Sticking to your budget while feeding a family with food allergies or intolerances has gotten easier in recent years as more dietary alternatives land on store shelves, but that doesn’t mean these new products are equally easy on your budget. No, it can be quite pricey to stock the pantry with appropriate foods such as gluten free bread or non-dairy milk – but what else can you do when the differences between traditional staples and specialty foods mean a dramatic difference in physical well-being?
If you’re struggling to keep your family healthy while avoiding supermarket-induced debt, know that it can be done. And though it may take you some time to source coupons and redesign recipes, the outcome will be well worth it.
Focus on the “Yes” Foods
One of the most common reasons that people overspend on allergen-free foods is that, after their diagnosis, they neglect to review what foods remain in their diet. Many parts of your diet may not need to change much at all. Can’t have dairy? Almost everything about your standard breakfast is still fine – switch out the butter on your toast for a non-dairy alternative, or skip the dairy milk in favor of soy or rice milk on your cereal while keeping everything else the same.
Seek Common Foods
If only certain members of your family have food allergies or intolerances, it can be tempting to buy one set of foods for that person, especially since specialty foods can be pricey. In many cases, however, it makes the most sense to make meals everyone can eat – you’ll find that less leftover food gets tossed at the end of the week and that sitting everyone down for a meal is that much less stressful.
If other family members are voicing objections to new, allergy-friendly foods, test out alternatives that might be agreeable for everyone. For example, many people who can’t digest traditional cow dairy do well with products that contain only A2 casein, and for unaffected family members who miss the taste of normal milk, this can be a good compromise. Everyone enjoys the product and no one gets sick.

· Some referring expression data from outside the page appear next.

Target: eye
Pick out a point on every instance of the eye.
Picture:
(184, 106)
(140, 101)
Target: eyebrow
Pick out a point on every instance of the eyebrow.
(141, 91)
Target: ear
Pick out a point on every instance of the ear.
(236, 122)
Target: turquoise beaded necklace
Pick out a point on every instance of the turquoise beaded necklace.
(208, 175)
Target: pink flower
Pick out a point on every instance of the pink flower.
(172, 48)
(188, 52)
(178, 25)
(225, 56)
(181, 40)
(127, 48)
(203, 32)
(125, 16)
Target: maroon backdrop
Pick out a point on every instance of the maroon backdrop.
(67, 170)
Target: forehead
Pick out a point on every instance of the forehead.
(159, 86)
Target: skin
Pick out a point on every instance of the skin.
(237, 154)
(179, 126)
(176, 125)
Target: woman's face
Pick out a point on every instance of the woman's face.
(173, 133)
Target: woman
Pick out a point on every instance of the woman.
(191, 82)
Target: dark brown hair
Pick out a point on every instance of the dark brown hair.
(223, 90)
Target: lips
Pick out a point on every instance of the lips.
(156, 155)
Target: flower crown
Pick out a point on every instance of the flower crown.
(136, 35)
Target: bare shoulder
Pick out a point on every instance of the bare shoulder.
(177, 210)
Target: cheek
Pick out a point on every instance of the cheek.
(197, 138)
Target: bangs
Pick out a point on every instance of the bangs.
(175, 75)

One of the main hidden costs incurred by those who suffer from food allergies and intolerances is the price of quick snacks or meals grabbed while on the go – if you thought airport snacks were expensive, try buying a gluten-free and dairy-free snack at the terminal. If you make sure to travel with snacks on hand, though, you’ll quickly see the savings add up.

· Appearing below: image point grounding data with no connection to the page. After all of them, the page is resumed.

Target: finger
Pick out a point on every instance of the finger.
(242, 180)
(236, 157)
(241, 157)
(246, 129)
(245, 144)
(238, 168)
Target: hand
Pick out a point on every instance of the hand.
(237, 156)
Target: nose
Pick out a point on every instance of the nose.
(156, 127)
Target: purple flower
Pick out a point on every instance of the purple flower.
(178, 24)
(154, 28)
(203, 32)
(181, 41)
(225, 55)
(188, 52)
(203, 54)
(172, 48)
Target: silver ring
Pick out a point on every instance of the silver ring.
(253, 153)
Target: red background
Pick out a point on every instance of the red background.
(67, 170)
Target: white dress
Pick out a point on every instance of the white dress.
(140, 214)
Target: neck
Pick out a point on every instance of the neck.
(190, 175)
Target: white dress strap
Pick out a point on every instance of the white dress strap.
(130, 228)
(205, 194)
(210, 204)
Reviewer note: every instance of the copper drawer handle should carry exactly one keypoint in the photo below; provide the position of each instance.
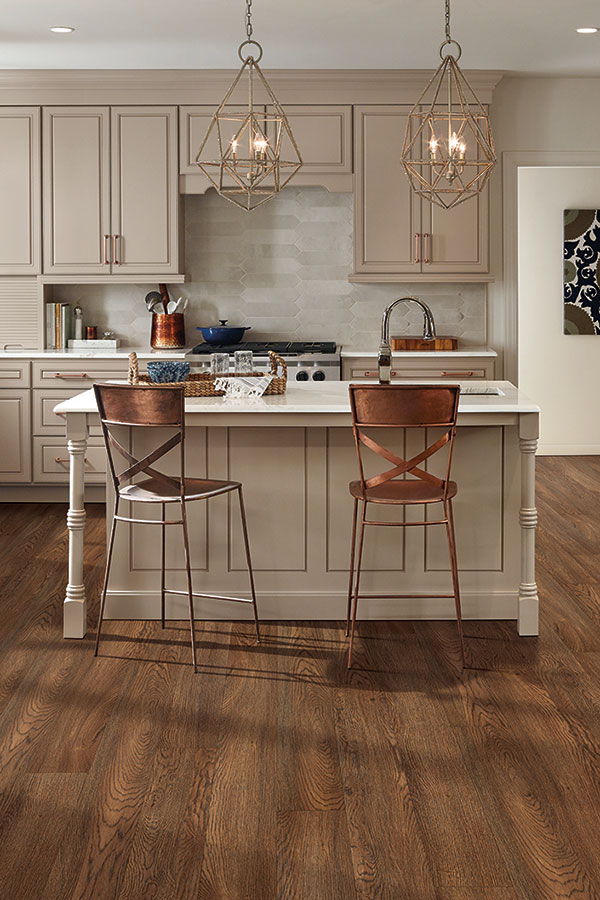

The same goes for the types of snacks we grab to quiet hungry kids when running errands. Make trail mix from ingredients purchased in bulk rather than grabbing a bag at CVS or buy individual snack packs of favorite allergen-free foods and keep them in the car to keep the advanced planning to a minimum.
When you take control of your family’s diet, you’ll quickly find that everyone experiences improved health – even those without allergies. That’s because when we start reading labels and making informed decisions, we make more nutritious decisions. Though it may cost a little bit more, even with coupons or warehouse club discounts, that’s just the cost of better health.